The Gunslinger

Stephen King
The Gunslinger Cover

The grit in the teeth of imagery


I have not read enough King to be a viable critic of his work per se, but this was excellent stuff. The tapastry was rich and textured, the characters were multidimensional, the plot, though a little predictable, was not cliche'd but came across as archetypal. It is a post-modern imaginative odyssey of the highest order. We see the gunslinger in both his every man and his super man guises. We also see him with all the self absorption and betrayal of which men are capable. And yet it was not sordid but conflicted. The reader is left understanding and yet hating Roland as much as we understand and hate ourselves.

This book deserves a place alongside The Wonderful Wizard of Oz and A Princess of Mars as a distinctively American fantasy. This story could not have been written anywhere else. In fact, it could not have been written by a person of any other generation, for all its spaghetti western influence and post-apocalyptic barrenness.
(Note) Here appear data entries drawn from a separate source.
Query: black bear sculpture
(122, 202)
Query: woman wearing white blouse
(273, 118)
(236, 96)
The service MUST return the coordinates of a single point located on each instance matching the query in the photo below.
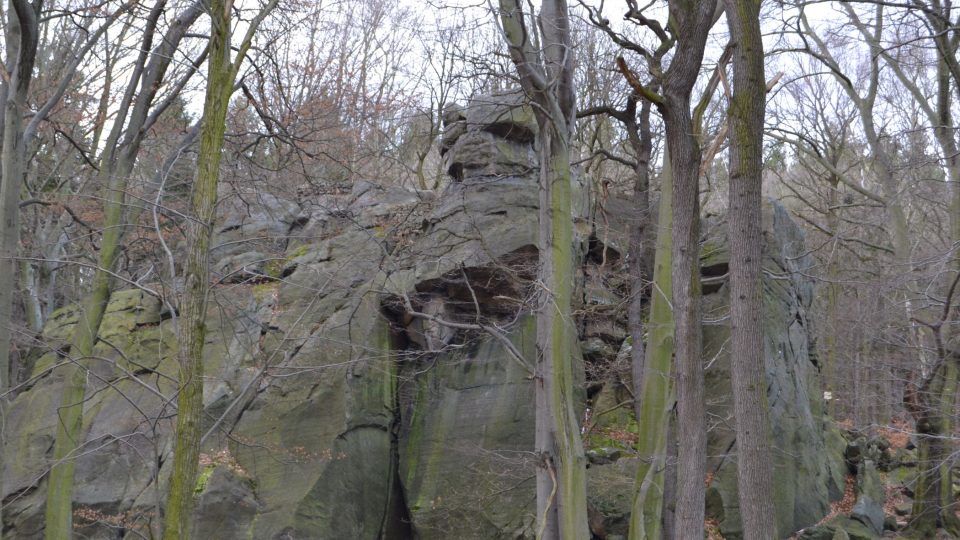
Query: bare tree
(749, 382)
(221, 75)
(547, 78)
And yet drawing as it does on Robert Browning and remaining faithful to that poetic vision makes it a global work as well.

It is a story for adults with its sexual content and yet it does not come across as titilating, at least not to me. Instead it demonstrates how people are sometimes bound by, even enslaved by their own sexual impulses. How sex is used as a game of power and manipulation instead of intimacy and beauty. But beyond the sexual facet of the book darker emotions galvanize the story into a thing of nightmares. I would not like to see the betrayal of Jake emplanted in the mind of a child.

Having recently read The Time Machine, I am once again taken with how we are haunted by our Morlock or Slow Mutant potential. Humans dread the possibility of descending into a beastial savagery, and yet are comforted by the idea that such a state is still subject to our higher nature, able to be overcome, escaped from if not defeated.

Read the Gun Slinger if you enjoy fantasy. If you don't there's no point. Those who appreciate King's more macabre side will probably be disappointed. I have my doubts that this book could serve as gateway fantasy for lovers of westerns. However, if you don't love fantasy, and you do love profound literature, you may just stand a chance of enjoying this novel.